Wieder deutlich über 300 Schützen beim Antreten Samstag. Spielmannszug Barlo spielt seit 75 Jahren auf dem Fest. Der Präsident holt den Vogel mit dem 165. Schuss von der Stange. Über 100 Jungen und Mädchen beim Vogelschießen für Kinder. Der Major macht seine letzte Meldung unter besonderen Umständen.


„Stenern goes Malle“ mit Flash-Thron

Mit einer gut besuchten Jugenddisco am Freitag unter dem bekannten Motto „Stenern goes Malle“, zu der auch der amtierende König Felix mit seiner Königin Greta eine beachtliche Gruppe von Freunden und Schützen zu einer Art Flash-Thron eingeladen hatte und schon früh am Abend für Stimmung sorgten, starteten die Schützen in Stenern traditionell ihren Saisonhöhepunkt – das Schützenfest.

Zuvor hatte das Team aus Vorstand, Offizieren und Fahnenschwenkern zusammen mit den Gildemeistern das Gelände In der Dille rund um die Mehrzweckhalle und diese selbst zum Treffpunkt und einladenden Eventgelände hergerichtet. Die teils hochsommerlichen Temperaturen machten die Arbeiten gelegentlich zu einer schweißtreibenden Angelegenheit, taten der Vorfreude aber keinen Abbruch – ganz im Gegenteil. Zudem wurden mit dem kurzen kräftigen Gewitter wenige Stunden vor der ersten Veranstaltung auch noch etwas mildere Wetterbedingungen eingeleitet.

Etwa 330 Schützen trafen sich am Samstag dann zum ersten großen protokollarischem Akt: dem Ausholen des amtierenden Königs, kurz nachdem Pfarrer van Straelen noch eine gut besuchte und mit schönen Schützenanekdoten „gespickte“ Messe gelesen hatte.

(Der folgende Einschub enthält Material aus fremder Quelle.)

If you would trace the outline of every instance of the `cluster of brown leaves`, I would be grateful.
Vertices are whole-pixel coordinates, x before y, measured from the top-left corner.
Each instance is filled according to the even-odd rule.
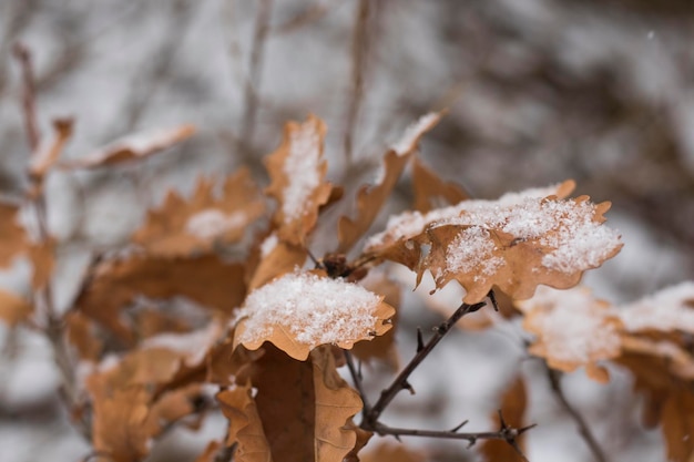
[[[571,239],[585,237],[572,230],[574,222],[601,229],[609,208],[586,197],[567,199],[572,183],[507,197],[502,220],[474,218],[484,204],[465,201],[460,188],[441,182],[415,156],[419,138],[439,117],[423,116],[387,151],[381,177],[357,192],[355,214],[338,223],[335,254],[318,260],[315,270],[303,269],[312,233],[341,189],[325,178],[325,125],[314,116],[287,124],[283,143],[266,157],[271,184],[264,192],[246,170],[225,177],[220,192],[215,181],[200,178],[191,197],[172,191],[152,208],[126,249],[95,257],[74,305],[62,316],[75,366],[75,376],[67,380],[78,384],[71,411],[91,422],[88,434],[94,450],[113,462],[141,461],[151,441],[172,425],[196,428],[205,412],[218,407],[229,421],[227,437],[211,442],[201,462],[231,449],[236,461],[356,458],[370,434],[353,421],[363,403],[337,372],[343,349],[354,347],[360,360],[387,360],[397,367],[391,329],[397,290],[389,281],[360,284],[369,268],[391,260],[419,277],[429,270],[439,287],[459,281],[467,290],[465,300],[474,302],[493,286],[512,297],[528,297],[540,284],[571,287],[584,270],[619,251],[621,244],[611,234],[601,235],[610,245],[598,256],[593,249],[572,247]],[[0,267],[22,254],[34,263],[33,299],[0,290],[0,317],[11,326],[27,321],[41,329],[47,315],[59,316],[40,312],[41,304],[34,301],[51,284],[60,243],[44,228],[40,239],[30,239],[18,220],[22,207],[41,205],[43,177],[59,166],[137,162],[192,134],[184,125],[139,135],[59,164],[72,130],[65,121],[54,127],[54,138],[32,158],[34,188],[25,204],[0,204]],[[409,223],[402,230],[402,219],[396,220],[347,261],[345,255],[365,237],[408,164],[418,225]],[[263,220],[269,199],[274,212]],[[441,201],[474,203],[477,208],[435,208]],[[484,206],[489,214],[499,204]],[[537,215],[551,223],[532,236],[516,233],[518,211],[522,219]],[[479,255],[465,254],[470,242],[461,236],[468,235],[483,238]],[[235,247],[243,247],[246,258],[224,257]],[[555,264],[557,254],[567,248],[580,264]],[[469,260],[460,261],[460,255]],[[169,302],[173,299],[184,299],[184,308],[174,308]],[[591,356],[589,362],[596,359],[604,355]],[[76,377],[78,362],[81,371],[89,371],[83,380]],[[216,387],[214,397],[210,386]],[[513,419],[521,420],[522,382],[508,397],[517,397],[507,400],[509,408],[517,408]],[[498,450],[490,445],[484,451]]]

Spielmannszug Barlo spielt seit 75 Jahren in Stenern

Zur Überraschung der Schützenbrüder hatte auch der Spielmannszug aus Barlo noch einen schönen mit blauen, weißen und grünen Röschen verzierten Kranz an den Eingang des Vorzeltes angebracht. Dieser symbolisierte die 75-jährige Zusammenarbeit zwischen der Schützengilde und den Spielleuten aus Barlo. Seit 1951 begleiten diese nun schon die Hubertusschützen, u.a. wenn Sie zu ihren Königspaaren ziehen und darüber hinaus auch viele Verbindungen pflegen. In einer Rede der Spielmannszugsvorsitzenden Yvonne Lensing wurde diese gute und langjährige Beziehung mit herzlichen Worten gewürdigt, bevor der Schützenzug dann von den in blauweißer Uniform gekleideten Musikern zum König geleitet wurden.

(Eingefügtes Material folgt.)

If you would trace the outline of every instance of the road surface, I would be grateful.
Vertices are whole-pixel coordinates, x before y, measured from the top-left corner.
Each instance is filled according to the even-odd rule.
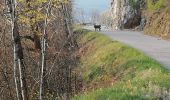
[[[85,28],[94,30],[92,26]],[[110,29],[104,29],[101,33],[144,52],[170,70],[170,41],[144,35],[143,32],[128,30],[110,31]]]

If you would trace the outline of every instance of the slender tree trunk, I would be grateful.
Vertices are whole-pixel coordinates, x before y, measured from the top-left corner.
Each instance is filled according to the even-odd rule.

Der noch amtierende König Felix wartete mit seiner Königin Greta schon an seinem Wohnsitz am Holtwicker Bach (Straßenname) – gar nicht weit entfernt von der Festhalle. Bei Ankunft lud dieser seine Schützenbrüder natürlich zu einem Umtrunk ein, den diese bei herrlichem Sonnenschein auf dem schön hergerichteten Platz genossen. Da wurde vermutlich auch schon spekuliert, wer sich alles in Stellung gebracht hat, um die Nachfolge von Felix anzutreten.

Und so musste der Zug auch schon bald wieder aufbrechen, um rechtzeitig auf dem Schulhof der Liebfrauen Grundschule einzuziehen. Hier warteten nämlich schon die Besucher und Ehrengäste auf den Beginn des nächsten Höhepunktes unserer Festfolge – dem Vogelschießen.

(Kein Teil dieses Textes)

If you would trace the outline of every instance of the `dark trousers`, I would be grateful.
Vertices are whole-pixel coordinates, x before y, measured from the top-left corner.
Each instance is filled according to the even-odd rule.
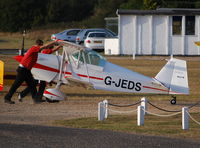
[[[35,80],[35,84],[38,84],[38,83],[39,83],[38,80]],[[37,98],[38,99],[42,99],[45,87],[46,87],[46,81],[40,81],[39,89],[38,89],[38,93],[37,93]],[[26,87],[23,91],[20,92],[21,98],[24,98],[30,92],[31,92],[31,88],[30,87]]]
[[[9,92],[5,95],[4,99],[11,100],[13,94],[16,92],[16,90],[20,87],[20,85],[24,81],[26,82],[28,87],[31,88],[30,92],[31,92],[32,98],[36,99],[37,89],[36,89],[36,84],[35,84],[33,75],[31,74],[30,70],[26,68],[22,68],[22,67],[17,68],[16,79],[14,83],[12,84],[12,86],[10,87]]]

Bürgermeister übernimmt kurzzeitig Strafe für „flüchtigen“ Kurze-Hose-Träger

Nachdem Major Dirk Nienhaus den zwischenzeitlich wie immer scheinbar noch weiter gewachsenen Schützenzug das Halt befohlen hatte, nutzten Bürgermeister Christian Mangen und Pfarrer Rafael van Straelen die Gelegenheit, Grußworte an den Verein zu richten und ihre Gastgeschenke zu überreichen. Zuvor war dem Major noch zu Ohren gekommen, dass einige Schützen sich unterwegs unerlaubt von der Truppe entfernt hatten bzw. gegen die Kleiderordnung (Langhosenpflicht) verstoßen hatten. Dafür wurden sie wie immer kurzerhand mit obligatorischen Liegestütz vor der gesamten Mannschaft sanktioniert. Da der Mutige in kurzen Hosen sich nun auch noch aus dem Staub gemacht hatte, musste improvisiert werden, damit in jedem Fall eine Entlastung der Zugführung erreicht werden konnte. Eine Lösung war schnell gefunden: und so nahm unser Bürgermeister nach etwas „Zusprache“ die Strafe des Flüchtigen vorerst auf sich. Der Reuige hatte später Gelegenheit zur „Versühnung“ an der Theke durch Spendieren von reichlich Kaltgetränk an Hr. Mangen – somit am Ende ein Gewinn für alle Beteiligten.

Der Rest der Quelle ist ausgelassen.